Source: EY
Seventy-five percent of network leaders say regulation is not moving fast enough.1
The regulatory framework should also recognize the changing use of the network and enable greater participation by the growing energy community. Whether prosumers, peer-to-peer traders, aggregators or providers of flexibility services, there should be scope to make money from generating, trading or facilitating the exchange of energy, as well as incentive mechanisms.
Urgent need for flexible regulatory framework
Despite not being the decision-makers, the entire industry can influence the direction and progress of regulation. The challenge is that this transition is bigger than anything experienced in the energy industry before.
The EU’s clean energy package includes ambitious promises on renewable energy, efficiency and performance. Other reforms – not ratified, but being actively pursued by industry body Eurelectric – recognize the role of the DSO in prioritizing renewables, empowering customers, enabling better management of energy flows and collaborating with transmission system operators (TSOs) to secure supply.
The industry believes that more can be done though, with DSO respondents to the EY 2018 survey pointing to areas where clear regulatory direction is needed to:
- Define the DSO’s current and evolving role, aligned with the TSO, and scope to harness flexibility
- Ensure customers are not disadvantaged financially
- Enable fair returns to investors by being less short term and more forward focused
- Give DSOs flexibility, with targets rather than specific policy and expenditure restrictions
- Recognize long-term paybacks from innovation and digitization expenditure, and the overall “smartening” of power networks
- Determine the optimum risk allocation, especially for emerging technology investments with short life-spans
- Create a level playing field for all market players, not prioritizing one particular business model, but ensuring that tariffs are designed so all users contribute fairly to network and policy costs
- Enable intermediaries to act on behalf of customers who may struggle or be reluctant to adjust to a smart, market-based energy ecosystem
Priorities are clear, but will regulators move fast enough?
If regulation and policy don’t adapt and enable the energy transition, it will still happen, just not fast enough.

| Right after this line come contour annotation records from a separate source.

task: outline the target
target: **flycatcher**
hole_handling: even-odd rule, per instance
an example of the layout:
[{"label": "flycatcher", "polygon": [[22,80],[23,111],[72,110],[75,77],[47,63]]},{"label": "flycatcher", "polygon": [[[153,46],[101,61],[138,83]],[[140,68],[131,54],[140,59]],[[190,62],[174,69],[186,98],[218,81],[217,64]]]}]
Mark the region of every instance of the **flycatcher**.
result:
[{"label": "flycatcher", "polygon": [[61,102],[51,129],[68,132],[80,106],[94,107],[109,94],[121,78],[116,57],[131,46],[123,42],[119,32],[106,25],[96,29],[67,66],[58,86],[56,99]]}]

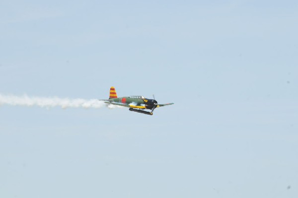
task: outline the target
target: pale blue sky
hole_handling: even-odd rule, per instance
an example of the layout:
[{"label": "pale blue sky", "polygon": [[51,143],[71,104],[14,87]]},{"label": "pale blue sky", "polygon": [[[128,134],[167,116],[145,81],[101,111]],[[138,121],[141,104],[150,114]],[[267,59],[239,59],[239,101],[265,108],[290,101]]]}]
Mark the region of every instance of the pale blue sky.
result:
[{"label": "pale blue sky", "polygon": [[0,197],[297,198],[297,1],[0,2]]}]

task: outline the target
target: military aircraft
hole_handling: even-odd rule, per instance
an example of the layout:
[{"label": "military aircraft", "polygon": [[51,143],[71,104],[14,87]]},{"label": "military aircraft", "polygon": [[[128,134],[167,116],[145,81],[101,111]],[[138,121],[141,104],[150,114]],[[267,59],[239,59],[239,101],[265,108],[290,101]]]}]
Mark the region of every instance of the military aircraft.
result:
[{"label": "military aircraft", "polygon": [[[153,97],[154,98],[154,95]],[[155,98],[150,99],[146,98],[143,96],[131,96],[118,98],[114,87],[111,87],[110,89],[110,97],[108,100],[99,100],[104,101],[104,102],[107,104],[129,107],[130,111],[150,115],[153,115],[153,111],[157,107],[174,104],[167,103],[159,105]],[[148,112],[145,111],[145,109],[150,109],[151,111]]]}]

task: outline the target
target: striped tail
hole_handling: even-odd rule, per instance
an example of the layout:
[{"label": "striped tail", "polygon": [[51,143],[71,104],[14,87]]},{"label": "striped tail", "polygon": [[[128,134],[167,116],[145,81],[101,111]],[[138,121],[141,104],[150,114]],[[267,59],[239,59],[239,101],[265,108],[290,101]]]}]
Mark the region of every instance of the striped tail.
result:
[{"label": "striped tail", "polygon": [[115,87],[112,87],[110,89],[110,97],[109,99],[111,98],[118,98],[117,97],[117,93],[116,93],[116,90],[115,90]]}]

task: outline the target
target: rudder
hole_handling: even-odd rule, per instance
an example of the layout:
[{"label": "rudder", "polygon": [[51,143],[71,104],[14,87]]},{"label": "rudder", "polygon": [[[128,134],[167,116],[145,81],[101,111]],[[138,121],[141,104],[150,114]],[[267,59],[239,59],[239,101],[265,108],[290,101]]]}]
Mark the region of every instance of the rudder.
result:
[{"label": "rudder", "polygon": [[116,93],[115,87],[111,87],[110,88],[110,97],[109,97],[109,99],[116,98],[118,98],[118,97],[117,96],[117,93]]}]

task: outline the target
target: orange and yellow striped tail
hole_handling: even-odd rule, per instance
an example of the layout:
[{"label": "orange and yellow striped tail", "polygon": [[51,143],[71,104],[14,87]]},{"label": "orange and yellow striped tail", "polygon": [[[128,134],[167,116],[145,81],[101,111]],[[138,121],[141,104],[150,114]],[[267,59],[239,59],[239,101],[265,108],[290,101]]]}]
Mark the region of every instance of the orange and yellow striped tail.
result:
[{"label": "orange and yellow striped tail", "polygon": [[110,88],[110,97],[109,99],[116,98],[118,98],[118,97],[117,97],[117,93],[116,93],[115,87],[111,87],[111,88]]}]

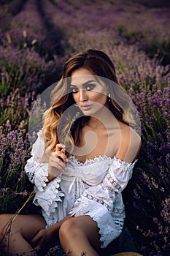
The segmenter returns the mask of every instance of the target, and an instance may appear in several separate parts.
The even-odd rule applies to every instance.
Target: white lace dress
[[[71,156],[66,170],[48,182],[48,163],[40,160],[44,148],[39,132],[25,170],[35,185],[34,203],[41,206],[47,226],[69,214],[89,215],[99,227],[101,248],[106,247],[121,233],[125,219],[121,192],[131,177],[135,162],[130,164],[105,156],[81,163]]]

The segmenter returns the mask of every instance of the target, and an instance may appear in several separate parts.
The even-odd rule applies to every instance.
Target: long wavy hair
[[[108,81],[112,82],[107,84],[108,91],[111,94],[110,100],[108,101],[109,108],[118,121],[129,125],[123,110],[130,108],[129,101],[125,99],[125,94],[122,97],[120,91],[123,89],[120,85],[118,86],[120,89],[120,91],[113,89],[112,81],[117,84],[119,83],[112,61],[101,50],[87,50],[76,54],[65,63],[62,77],[52,91],[51,107],[44,114],[43,135],[46,141],[45,154],[55,151],[57,143],[65,143],[66,154],[69,155],[72,148],[74,148],[74,146],[79,142],[81,129],[90,118],[81,115],[79,118],[74,120],[77,107],[74,105],[75,102],[72,93],[69,91],[69,83],[72,72],[80,68],[88,69],[95,75],[107,78]],[[117,99],[118,102],[122,102],[122,106],[117,103]],[[71,106],[72,108],[69,108]],[[67,114],[63,115],[65,113]]]

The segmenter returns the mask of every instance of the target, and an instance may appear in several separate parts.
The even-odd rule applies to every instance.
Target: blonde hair
[[[79,141],[81,129],[89,119],[88,116],[80,117],[74,122],[72,127],[69,127],[70,122],[74,119],[74,115],[77,112],[77,108],[74,107],[75,102],[72,94],[69,91],[69,83],[72,72],[82,67],[110,81],[107,83],[108,90],[111,94],[110,101],[108,102],[109,108],[117,120],[129,125],[130,118],[129,117],[127,118],[126,116],[130,105],[128,97],[125,99],[127,93],[124,93],[123,97],[122,96],[124,89],[120,85],[117,87],[119,91],[113,89],[112,82],[118,84],[113,63],[104,52],[89,49],[72,56],[65,63],[61,79],[52,91],[51,107],[44,114],[43,135],[47,144],[45,154],[55,151],[56,144],[63,143],[65,140],[66,154],[69,155],[69,152],[72,151],[72,148]],[[73,106],[72,111],[68,110],[67,115],[63,115],[64,111],[71,106]],[[127,110],[126,114],[125,109]],[[62,122],[60,124],[61,119]],[[70,133],[66,138],[68,132]]]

Industry participants were asked what they wanted from policymakers. Six priorities emerged:
1. Recognition of the DSO’s role and regulatory framework support. Including incentives to implement initiatives that support the DSO’s transformation and enable the energy transition.
2. Reward innovation with greater incentives. Providing bigger incentives to offset innovation risk and incentives that apply to both CAPEX and OPEX, acknowledging the shift from one to the other. And where returns take decades to materialize, regulatory stability and a predictable investment framework to help phase in innovations.
3. Rethink tariff design. Ensuring consumers who generate their own electricity, but use the grid, contribute to the cost of grid modernization and digitization charges.
4. Timely implementation of the clean energy package. Facilitating distributed generation and flexibility services at a local level and, in turn, allowing for competitive procurement and congestion management – leading to greater efficiencies in the distribution system.
5. Remove barriers to battery development. Allowing for greater public ownership and enabling DSOs to operate grid-scale storage facilities within clearly defined regulatory parameters.
6. Regulatory intervention on energy standards and data management. Giving customers and other market participants access to information to fully engage in the market.